Russian President Vladimir Putin’s spokesman Dmitry Peskov said on Friday the Kremlin was in close contact with Ankara on stabilizing the situation in the South Caucasus.
He said the Kremlin will take necessary steps to ensure its security, as Turkish President Recep Tayyip Erdogan on Thursday did no rule out the construction of a Turkish military base in Azerbaijan.
“There may be development, expansion here later,” Erdogan said.
Peskov reacted to his remarks, saying, “The deployment of military infrastructure by the (NATO) alliance countries near our borders is cause for our special attention, as well as a reason for us to take steps to ensure our security and interests.”
Turkey signed a declaration with Azerbaijan in the city of Shusha, which according to Azeri President Ilham Aliyev, concerned cooperation on political, economic, trade and energy issues.
“But most important is the agreement on cooperation between Azerbaijan and Turkey in the defense industry sphere and mutual military assistance,” Aliyev said.

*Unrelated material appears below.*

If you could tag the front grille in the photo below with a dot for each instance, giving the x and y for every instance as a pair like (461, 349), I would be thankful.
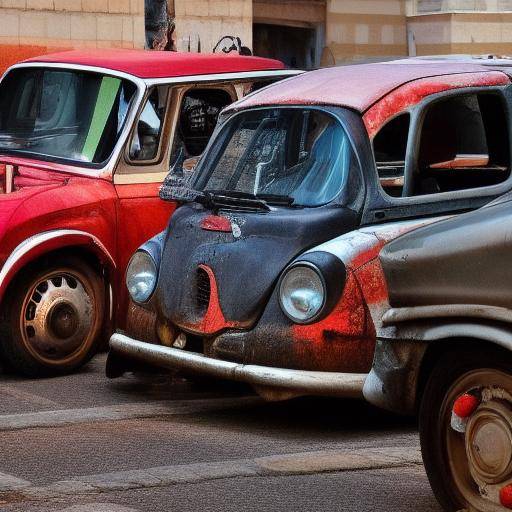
(202, 290)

The city of Shusha is among the territories gained by Azerbaijan during last year’s conflict over between Azerbaijan and Armenia.
A Russian-brokered ceasefire put an end to six weeks of war between Armenia and Azerbaijan in November last year and left Azerbaijan largely in control of the territory.
The conflict killed more than 6,000 people on both sides and led to a political crisis in Armenia.
Border tensions have, however, been running high again earlier this month, after Yerevan accused Baku of sending troops across the border and violating the ceasefire.
Nagorno-Karabakh is internationally recognized as part of Azerbaijan but has been populated by ethnic Armenians.
Both Russia and Turkey deployed peacekeeping troops to the region to monitor the truce deal.
Russia has a military base in neighboring Armenia, as well.